Lev Tolstoy’s masterpiece War and Peace consists of 587,287 words. If we use an algorithm to generate a hash from this huge text and do the same with a few cached SMS messages, we will find that a hash generated from both texts results in the same length of code and of course the codes are different. Another feature is that the original data content cannot be generated from the hash code, e.g. Tolstoy’s work cannot be restored from the hash characters. The third very important feature of the hash is that if we change anything in the data content from which it was formed, e.g. deleting a single comma from the novel will definitely change the value of the hash as well.

book sms

Let’s get back to our block, which contains the data, the hash value of the previous block, and the hash value of the actual block. The two hash values ​​chain these blocks together.

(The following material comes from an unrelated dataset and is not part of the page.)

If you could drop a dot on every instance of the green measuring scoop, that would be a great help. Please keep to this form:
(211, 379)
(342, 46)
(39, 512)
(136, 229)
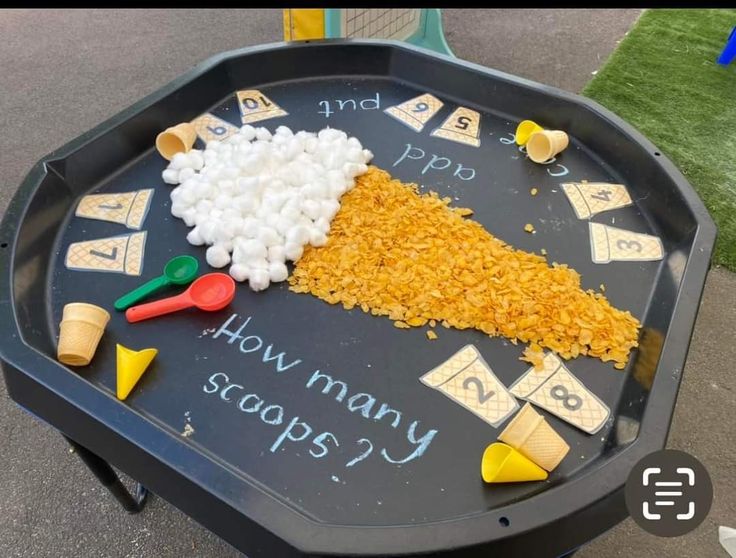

The hash values in the blocks guarantee that if anyone tries to change a piece of information in that block – remember, a comma change in War and Peace is enough to completely change the hash – then the hash will not match the hash pointing to that next block value. This will invalidate all additional blocks.

In summary, we have an information storage in which nobody can change any information without us noticing it. Now that we know what makes the information stored in the blockchain immutable, we’ll move on to the next section and look at what the consensus mechanisms are and how they ensure that every element of the blockchain network has the same exact information. It will be exciting, see you soon!